In the order under review, filed on November 24, 2009, the district court not only granted summary judgment in favor of Gypsum on its state law claims as described above, it also (1) denied the Attorney General's motion for summary judgment on Gypsum's federal equal protection claim, holding that there was a triable issue of fact as to whether SB 358 deprived Gypsum of the equal protection of the laws by treating Gypsum's land differently from all other land in Nevada; (2) denied the Attorney General's cross-motion for summary judgment on the state law claims that are the subject of this appeal; and (3) granted the Attorney General's motion for partial summary judgment as to Gypsum's federal substantive due process claims, holding that Gypsum had no substantive due process right to apply for a zoning variance. ER 20–28.
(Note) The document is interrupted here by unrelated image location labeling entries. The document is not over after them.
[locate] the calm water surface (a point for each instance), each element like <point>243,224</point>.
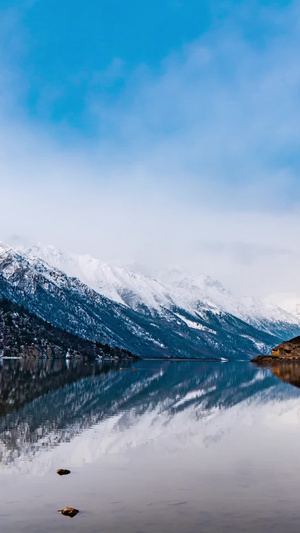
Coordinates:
<point>168,447</point>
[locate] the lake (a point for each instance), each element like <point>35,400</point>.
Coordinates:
<point>153,446</point>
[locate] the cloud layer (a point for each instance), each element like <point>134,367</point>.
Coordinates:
<point>195,163</point>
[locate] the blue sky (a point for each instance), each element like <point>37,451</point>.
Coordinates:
<point>165,132</point>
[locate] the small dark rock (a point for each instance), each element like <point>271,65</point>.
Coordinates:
<point>63,472</point>
<point>69,511</point>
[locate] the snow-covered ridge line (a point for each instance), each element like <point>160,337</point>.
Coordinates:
<point>173,288</point>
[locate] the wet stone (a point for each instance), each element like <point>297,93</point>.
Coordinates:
<point>69,511</point>
<point>63,472</point>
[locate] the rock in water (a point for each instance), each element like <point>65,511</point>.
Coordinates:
<point>286,351</point>
<point>69,511</point>
<point>63,472</point>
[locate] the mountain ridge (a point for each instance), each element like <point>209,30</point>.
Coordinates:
<point>173,330</point>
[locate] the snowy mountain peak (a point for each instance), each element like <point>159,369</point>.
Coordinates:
<point>173,288</point>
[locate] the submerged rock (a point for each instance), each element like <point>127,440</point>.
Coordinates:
<point>63,472</point>
<point>69,511</point>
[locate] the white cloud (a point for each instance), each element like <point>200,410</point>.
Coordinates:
<point>195,164</point>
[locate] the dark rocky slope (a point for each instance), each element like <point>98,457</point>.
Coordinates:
<point>67,303</point>
<point>22,334</point>
<point>286,351</point>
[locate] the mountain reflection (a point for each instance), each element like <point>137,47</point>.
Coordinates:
<point>45,403</point>
<point>287,371</point>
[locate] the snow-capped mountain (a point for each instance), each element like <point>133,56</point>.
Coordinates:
<point>172,288</point>
<point>175,316</point>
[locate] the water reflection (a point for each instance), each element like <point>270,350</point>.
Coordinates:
<point>45,403</point>
<point>169,446</point>
<point>287,371</point>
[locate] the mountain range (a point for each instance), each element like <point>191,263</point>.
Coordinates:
<point>173,315</point>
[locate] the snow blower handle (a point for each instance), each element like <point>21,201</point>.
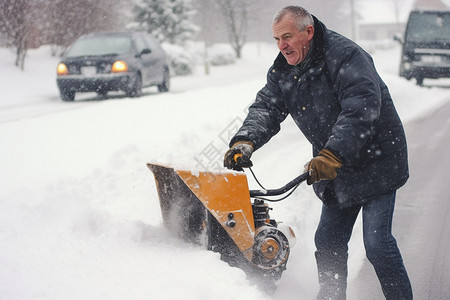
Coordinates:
<point>276,192</point>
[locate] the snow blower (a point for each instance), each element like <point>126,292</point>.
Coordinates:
<point>217,210</point>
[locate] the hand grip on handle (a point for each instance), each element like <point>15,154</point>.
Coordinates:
<point>237,156</point>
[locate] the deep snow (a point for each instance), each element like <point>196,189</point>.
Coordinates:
<point>79,212</point>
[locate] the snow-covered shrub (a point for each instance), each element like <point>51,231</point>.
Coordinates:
<point>180,60</point>
<point>221,54</point>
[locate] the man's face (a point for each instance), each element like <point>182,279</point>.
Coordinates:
<point>294,44</point>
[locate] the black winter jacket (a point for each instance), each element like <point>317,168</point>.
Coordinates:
<point>339,103</point>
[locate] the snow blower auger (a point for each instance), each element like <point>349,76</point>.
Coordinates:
<point>215,209</point>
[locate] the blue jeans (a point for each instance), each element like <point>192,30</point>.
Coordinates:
<point>332,237</point>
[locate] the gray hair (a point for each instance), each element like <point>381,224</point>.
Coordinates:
<point>302,17</point>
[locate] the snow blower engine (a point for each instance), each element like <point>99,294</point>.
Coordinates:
<point>217,210</point>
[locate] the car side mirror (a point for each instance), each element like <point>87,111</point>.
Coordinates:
<point>398,38</point>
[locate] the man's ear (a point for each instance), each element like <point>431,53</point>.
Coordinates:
<point>310,32</point>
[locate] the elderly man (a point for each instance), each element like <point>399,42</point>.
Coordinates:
<point>330,87</point>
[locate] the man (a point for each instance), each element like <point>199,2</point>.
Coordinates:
<point>331,89</point>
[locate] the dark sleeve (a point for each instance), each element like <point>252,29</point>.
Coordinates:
<point>358,88</point>
<point>265,114</point>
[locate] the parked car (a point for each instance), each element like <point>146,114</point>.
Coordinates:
<point>113,61</point>
<point>426,45</point>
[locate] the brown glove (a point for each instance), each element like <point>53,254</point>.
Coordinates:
<point>238,156</point>
<point>322,167</point>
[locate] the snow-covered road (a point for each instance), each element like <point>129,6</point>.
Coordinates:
<point>422,217</point>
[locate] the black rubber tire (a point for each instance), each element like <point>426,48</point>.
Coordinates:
<point>67,95</point>
<point>135,87</point>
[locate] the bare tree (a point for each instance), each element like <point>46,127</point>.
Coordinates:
<point>236,13</point>
<point>13,26</point>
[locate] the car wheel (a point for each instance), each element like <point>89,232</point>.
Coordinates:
<point>102,94</point>
<point>419,81</point>
<point>134,88</point>
<point>67,95</point>
<point>165,85</point>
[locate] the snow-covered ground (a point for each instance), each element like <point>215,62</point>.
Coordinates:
<point>79,212</point>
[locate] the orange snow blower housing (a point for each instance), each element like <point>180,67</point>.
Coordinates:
<point>215,209</point>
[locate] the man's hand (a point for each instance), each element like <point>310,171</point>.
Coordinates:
<point>238,156</point>
<point>323,166</point>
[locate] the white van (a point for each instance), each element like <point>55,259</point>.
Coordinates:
<point>426,45</point>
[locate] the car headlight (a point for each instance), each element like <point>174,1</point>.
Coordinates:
<point>119,66</point>
<point>407,66</point>
<point>62,69</point>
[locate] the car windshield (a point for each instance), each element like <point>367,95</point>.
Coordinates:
<point>428,27</point>
<point>100,45</point>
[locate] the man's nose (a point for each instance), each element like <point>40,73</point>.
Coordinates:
<point>282,45</point>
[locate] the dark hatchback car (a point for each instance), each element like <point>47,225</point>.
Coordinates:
<point>113,61</point>
<point>426,45</point>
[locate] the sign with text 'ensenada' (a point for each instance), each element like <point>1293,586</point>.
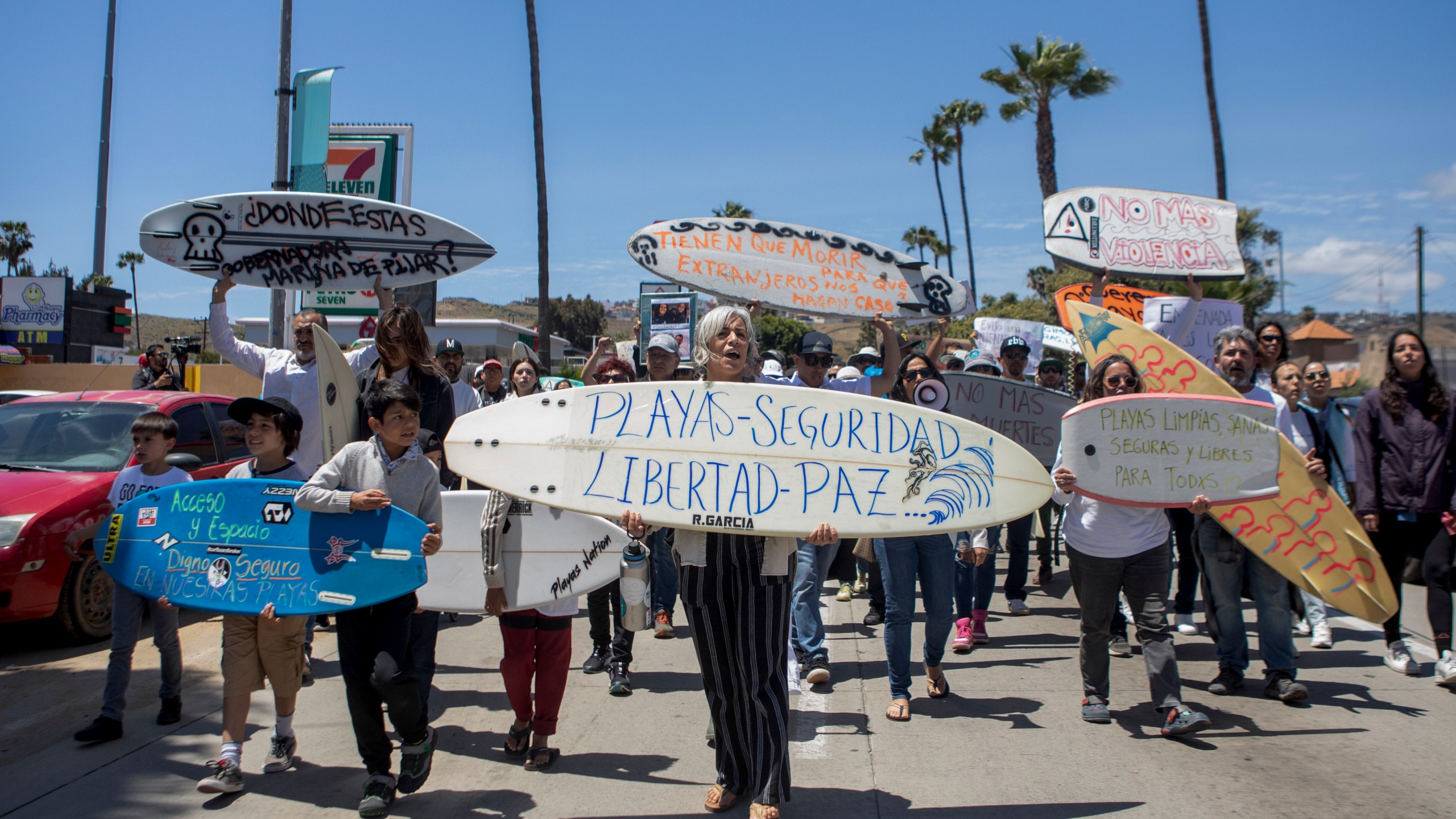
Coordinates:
<point>1143,234</point>
<point>300,241</point>
<point>1169,449</point>
<point>796,268</point>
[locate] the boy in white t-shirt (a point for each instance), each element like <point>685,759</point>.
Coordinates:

After entry of the court's November 24, 2009 order, the parties entered into a stipulation on April 22, 2010, in which Gypsum agreed to dismiss all its remaining federal claims (the § 1983 claims for equal protection and inverse condemnation; the latter had not been the subject of any summary judgment motion) as moot in light of the district court's prior order invalidating SB 358 on state law grounds. Thus, the district court's November 24, 2010 order became final and appealable, and the only claims left in the case are Gypsum's state law claims. See 28 U.S.C. § 1367.

Because this case now involves the constitutionality of a Nevada state statute under the Nevada Constitution, we respectfully request that the Nevada Supreme Court accept and decide whether SB 358 violates the Nevada Constitution, art. IV, §§ 20, 21, or 25. We agree that”[t]he written opinion of the [Nevada] Supreme Court stating the law governing the questions certified ․ shall be res judicata as to the parties.” Nev. R.App. P. 5(h).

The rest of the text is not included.